Hastymail2

Hastymail2 is an Open Source IMAP webmail client written in PHP. Our focus is compliance, usability, security, and speed.

Hastymail 2

avatar
Character Encoding (Non UTF-8)

When email is received in Hastymail with for instance ISO-2022-JP/8-Bits character encoding, very often used in Japan, Hastymail will convert it default into UTF-8 to display.

I have digged through all PHP scripts of Hastymail and everything is fixed UTF-8.

When replying on differently encoded emails it stays encoded in UTF-8.

It is very well possible that receiver cannot see such email i.e. it is good practise to reply emails in the same character encoding. This is not possible now with Hastymail.
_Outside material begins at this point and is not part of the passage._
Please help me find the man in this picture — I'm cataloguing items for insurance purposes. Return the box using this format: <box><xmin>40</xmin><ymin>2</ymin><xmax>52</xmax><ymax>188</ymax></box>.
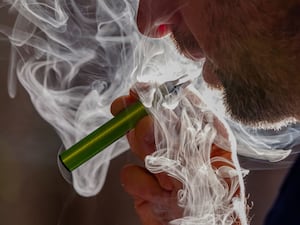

There is no option to set the character-encoding except for 8-bits, Base64 and Quoted-Printable.

Other open source webmailers like Horde follow senders encoding correctly.
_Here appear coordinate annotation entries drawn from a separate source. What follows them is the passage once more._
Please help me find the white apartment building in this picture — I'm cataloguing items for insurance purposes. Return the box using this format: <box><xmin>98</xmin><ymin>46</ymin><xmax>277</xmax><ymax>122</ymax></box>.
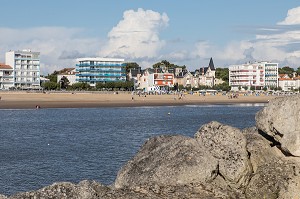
<box><xmin>57</xmin><ymin>68</ymin><xmax>77</xmax><ymax>85</ymax></box>
<box><xmin>229</xmin><ymin>62</ymin><xmax>278</xmax><ymax>91</ymax></box>
<box><xmin>5</xmin><ymin>50</ymin><xmax>40</xmax><ymax>89</ymax></box>
<box><xmin>0</xmin><ymin>63</ymin><xmax>14</xmax><ymax>90</ymax></box>
<box><xmin>76</xmin><ymin>57</ymin><xmax>126</xmax><ymax>86</ymax></box>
I think Hastymail would be much better when non-fixed character encoding would be implemented.

The PHP Manual on multi-byte encoding is here also quite clear in:

http://jp.php.net/manual/en/mbstring.ja-basic.php

Hastymail uses mb_convert_encoding of the PHP  Multibyte String Functions to convert other encodings into UTF-8.

Since Hastymail already depends on PHP4 and if other (Db)features are needed by users even on PHP5 maybe a good idea to use more mb_ functions like in this example?

  1. assume Encoding is derived like this $enc = mb_detect_encoding($received_text)
  2. mb_language("japanese");
  3. mb_internal_encoding("EUC-JP");
  4.  
  5. //日本語メール送信
  6. $to = "katou@example.com";
  7. $subject = "例の件について";
  8. $body = "どうでしょう?";
  9. $from = mb_encode_mimeheader(mb_convert_encoding("山本 正喜","JIS","EUC-JP"))."<masaki@example.com>";
  10.  
  11. //ちゃんと日本語メールが送信できます
  12. mb_send_mail($to,$subject,$body,"From:".$from);

Further no comment -  I like this light-weight HastyMail very much after a few days playing with it!

Cheers!

Fred

Reply /Quote
avatar
Re: Character Encoding (Non UTF-8)

The problem as I see it is that in order to display different character sets on the same HTML page we have no choice but to convert them all to UTF-8. This is obvious when considering the mailbox view. Imagine subjects in different encodings and languages. Once converted to UTF-8 they can all be properly displayed on the same page under a single character set. HTML only allows a web page to have one character set. So while it is feasible to enable outgoing messages to use a different character set, we cannot correctly display that on the compose page, because the interface and the contents of the textarea would be in different encodings.  The only thing I can think of would be to convert to UTF-8 as we do now while the reply is being composed, then after hitting send we convert back to the original character set.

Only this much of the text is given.